Evaluate $ \lim_{n\to \infty}\sqrt[n]{n!}$

Question

I am trying to evaluate the $\lim(\sqrt[n]{n!})$ using 2 theorems (2 proofs)

Theorem 1: Let $\{c_n\}$ be any sequence in $\mathbb{R}^+$. Then, $\displaystyle \underline{\lim}\frac{c_{n+1}}{c_n}\leq \underline{\lim}\sqrt[n]{c_n}$ and $\displaystyle \overline{\lim}\sqrt[n]{c_n}\leq \overline{\lim}\frac{c_{n+1}}{c_n}$.

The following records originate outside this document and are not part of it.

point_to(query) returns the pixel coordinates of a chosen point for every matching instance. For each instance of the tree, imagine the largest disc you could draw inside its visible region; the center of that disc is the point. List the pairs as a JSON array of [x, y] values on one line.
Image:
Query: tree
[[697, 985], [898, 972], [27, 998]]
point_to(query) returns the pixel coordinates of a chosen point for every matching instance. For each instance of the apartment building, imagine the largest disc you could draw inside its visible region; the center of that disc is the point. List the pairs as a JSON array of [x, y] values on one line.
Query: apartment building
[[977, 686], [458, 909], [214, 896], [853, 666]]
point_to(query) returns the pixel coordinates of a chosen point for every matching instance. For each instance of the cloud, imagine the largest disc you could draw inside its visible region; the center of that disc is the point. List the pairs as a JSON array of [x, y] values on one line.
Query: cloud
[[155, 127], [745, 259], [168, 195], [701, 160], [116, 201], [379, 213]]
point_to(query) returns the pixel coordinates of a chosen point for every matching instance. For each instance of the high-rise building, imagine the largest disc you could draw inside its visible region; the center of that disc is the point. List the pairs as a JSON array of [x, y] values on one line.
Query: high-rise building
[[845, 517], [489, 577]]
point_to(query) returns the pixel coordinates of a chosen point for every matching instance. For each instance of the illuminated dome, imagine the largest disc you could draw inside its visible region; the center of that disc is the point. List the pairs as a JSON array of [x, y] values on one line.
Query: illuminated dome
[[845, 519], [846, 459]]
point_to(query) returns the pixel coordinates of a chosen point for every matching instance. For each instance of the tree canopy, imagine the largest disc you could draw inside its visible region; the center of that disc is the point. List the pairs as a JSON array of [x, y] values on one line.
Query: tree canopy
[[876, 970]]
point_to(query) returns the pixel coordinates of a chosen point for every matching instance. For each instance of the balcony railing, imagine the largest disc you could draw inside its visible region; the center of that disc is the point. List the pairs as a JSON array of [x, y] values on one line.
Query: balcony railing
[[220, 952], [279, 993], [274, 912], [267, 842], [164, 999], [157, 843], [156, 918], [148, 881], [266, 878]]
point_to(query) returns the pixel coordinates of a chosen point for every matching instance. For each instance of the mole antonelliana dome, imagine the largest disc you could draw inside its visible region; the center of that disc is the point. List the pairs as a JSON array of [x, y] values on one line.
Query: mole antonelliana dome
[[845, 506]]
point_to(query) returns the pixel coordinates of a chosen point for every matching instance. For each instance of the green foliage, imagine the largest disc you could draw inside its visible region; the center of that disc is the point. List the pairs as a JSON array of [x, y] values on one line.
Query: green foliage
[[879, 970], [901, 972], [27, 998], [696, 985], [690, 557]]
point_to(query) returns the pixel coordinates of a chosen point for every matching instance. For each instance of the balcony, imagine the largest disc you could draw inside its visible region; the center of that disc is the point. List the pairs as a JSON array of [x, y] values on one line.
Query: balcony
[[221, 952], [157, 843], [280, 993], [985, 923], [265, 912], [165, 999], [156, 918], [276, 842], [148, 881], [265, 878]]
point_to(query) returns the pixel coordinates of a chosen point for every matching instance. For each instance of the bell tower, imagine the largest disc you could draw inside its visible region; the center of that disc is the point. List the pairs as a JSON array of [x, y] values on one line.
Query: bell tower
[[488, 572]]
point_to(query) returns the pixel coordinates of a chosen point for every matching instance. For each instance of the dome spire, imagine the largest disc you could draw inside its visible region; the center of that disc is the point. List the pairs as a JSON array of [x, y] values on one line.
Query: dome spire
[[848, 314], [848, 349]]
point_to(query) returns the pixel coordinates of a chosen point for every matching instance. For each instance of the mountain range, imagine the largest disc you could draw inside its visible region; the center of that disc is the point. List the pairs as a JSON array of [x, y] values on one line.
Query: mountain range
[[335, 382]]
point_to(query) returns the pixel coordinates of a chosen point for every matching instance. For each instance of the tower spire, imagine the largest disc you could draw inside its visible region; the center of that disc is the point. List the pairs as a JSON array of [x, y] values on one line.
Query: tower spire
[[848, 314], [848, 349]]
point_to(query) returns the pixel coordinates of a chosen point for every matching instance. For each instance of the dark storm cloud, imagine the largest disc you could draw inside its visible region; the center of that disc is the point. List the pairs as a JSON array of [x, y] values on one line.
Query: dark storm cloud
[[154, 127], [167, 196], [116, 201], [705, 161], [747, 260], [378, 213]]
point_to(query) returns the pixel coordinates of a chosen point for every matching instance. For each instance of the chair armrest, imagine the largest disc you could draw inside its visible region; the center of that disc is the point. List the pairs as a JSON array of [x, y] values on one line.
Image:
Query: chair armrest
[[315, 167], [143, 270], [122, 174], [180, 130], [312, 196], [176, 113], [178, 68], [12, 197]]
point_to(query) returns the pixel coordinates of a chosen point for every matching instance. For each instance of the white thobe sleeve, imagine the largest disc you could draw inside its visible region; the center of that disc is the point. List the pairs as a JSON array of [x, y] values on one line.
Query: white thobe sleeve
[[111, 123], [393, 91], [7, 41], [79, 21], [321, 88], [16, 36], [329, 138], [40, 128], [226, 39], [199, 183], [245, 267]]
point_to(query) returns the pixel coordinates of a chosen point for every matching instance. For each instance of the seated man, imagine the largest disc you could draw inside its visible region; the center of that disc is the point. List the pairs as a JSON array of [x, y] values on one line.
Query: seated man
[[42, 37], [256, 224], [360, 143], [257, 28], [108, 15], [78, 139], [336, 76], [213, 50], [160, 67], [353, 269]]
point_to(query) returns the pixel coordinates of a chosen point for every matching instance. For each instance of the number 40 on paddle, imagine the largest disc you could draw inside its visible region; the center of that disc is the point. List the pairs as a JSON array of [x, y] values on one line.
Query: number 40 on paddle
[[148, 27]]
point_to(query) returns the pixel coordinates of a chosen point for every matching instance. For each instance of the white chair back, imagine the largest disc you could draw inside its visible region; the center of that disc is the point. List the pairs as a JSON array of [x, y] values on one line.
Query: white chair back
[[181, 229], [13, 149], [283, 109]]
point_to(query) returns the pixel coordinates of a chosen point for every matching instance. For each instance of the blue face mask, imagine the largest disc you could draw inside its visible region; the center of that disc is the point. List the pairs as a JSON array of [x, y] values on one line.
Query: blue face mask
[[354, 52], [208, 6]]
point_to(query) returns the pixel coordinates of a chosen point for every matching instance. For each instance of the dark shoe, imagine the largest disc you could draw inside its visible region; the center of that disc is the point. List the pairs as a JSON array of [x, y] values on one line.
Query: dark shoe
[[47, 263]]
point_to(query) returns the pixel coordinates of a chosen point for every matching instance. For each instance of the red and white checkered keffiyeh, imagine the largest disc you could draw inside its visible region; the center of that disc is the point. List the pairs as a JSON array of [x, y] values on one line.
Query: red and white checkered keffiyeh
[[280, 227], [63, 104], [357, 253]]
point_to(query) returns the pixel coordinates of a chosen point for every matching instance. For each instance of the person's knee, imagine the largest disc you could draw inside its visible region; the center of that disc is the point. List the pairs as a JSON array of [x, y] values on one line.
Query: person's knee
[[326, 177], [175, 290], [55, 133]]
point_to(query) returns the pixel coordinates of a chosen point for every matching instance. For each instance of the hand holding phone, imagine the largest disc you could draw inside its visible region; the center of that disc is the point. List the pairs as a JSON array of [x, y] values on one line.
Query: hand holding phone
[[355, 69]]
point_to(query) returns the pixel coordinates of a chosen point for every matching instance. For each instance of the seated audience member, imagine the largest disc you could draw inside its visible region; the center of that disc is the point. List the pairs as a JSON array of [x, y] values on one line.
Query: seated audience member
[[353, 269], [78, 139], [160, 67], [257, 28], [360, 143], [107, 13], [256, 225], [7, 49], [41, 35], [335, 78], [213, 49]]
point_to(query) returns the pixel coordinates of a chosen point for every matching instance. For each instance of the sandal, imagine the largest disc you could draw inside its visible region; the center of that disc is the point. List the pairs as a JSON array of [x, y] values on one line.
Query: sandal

so with 1. I have $\frac{(n+1)!}{n!}$ =$n+1$ which is $\overline{\lim}=\infty$

and 2 with $\sqrt[n]{n!}\geq\sqrt[n]{(n/2)^{n/2}}$=$\sqrt{\frac{n}{2}}$ which is $\overline{\lim}=\infty$

is it valid?
P.S I was not using theorem 1 right

Answer 1

Without using the theorems, for this kind of problems which involve factorials, a very useful trick is Stirling approximation which write $$n!\approx n^n \sqrt{2\pi n}e^{-n}$$ that is to say $$\log(n!)\approx n\log(n)-n+\frac 12\log(2\pi n)$$ So, $$\frac 1n\log(n!)\approx \log(n)-1-\frac 12\frac{\log(2\pi n)}{n} $$ $$\sqrt[n]{n!}\approx e^{\log(n)-1}=\frac ne$$

Answer 2

Note that

$$(2n)! > \prod_{k=n}^{2n}k >n^{n+1}$$

and

$$[(2n)!]^{1/2n} > n^{1/2n}n^{1/2}>\sqrt{n}.$$

Similarly show

$$[(2n+1)!]^{1/(2n+1)} >\sqrt{n}.$$

Hence,

$$(n!)^{1/n} > \sqrt{\left \lfloor{n/2}\right \rfloor}\rightarrow \infty$$

Answer 3

Using an integral test for convergence, you can notice that $$\int_1^n \ln(x) dx \leq \ln(n!) = \sum\limits_{k=2}^n \ln(k) \leq \int_2^{n+1} \ln(x)dx.$$

Therefore, it can be deduced that $$e^{k_1(n)} \cdot e^{\ln(n)-1} \leq \sqrt[n]{n!} \leq e^{\ln(n)-1} \cdot e^{k_2(n)},$$ for some $k_1(n),k_2(n) \to 0$, hence $$\sqrt[n]{n!} \underset{n \to + \infty}{\sim} n \cdot e^{-1}.$$

So, indeed $\sqrt[n]{n!} \to + \infty$, but we also know that $\frac{\sqrt[n]{n!}}{n} \to e^{-1}$.

Answer 4

Using Stolz–Cesàro: $$ \log L = \lim_{n\to\infty}\log(\sqrt[n]{n!}) = \lim_{n\to\infty}\frac{\log1+\cdots+\log n}n= \lim_{n\to\infty}\frac{\log(n+1)}1=\infty, $$ so, $$\lim_{n\to\infty}\log(\sqrt[n]{n!}) = \infty.$$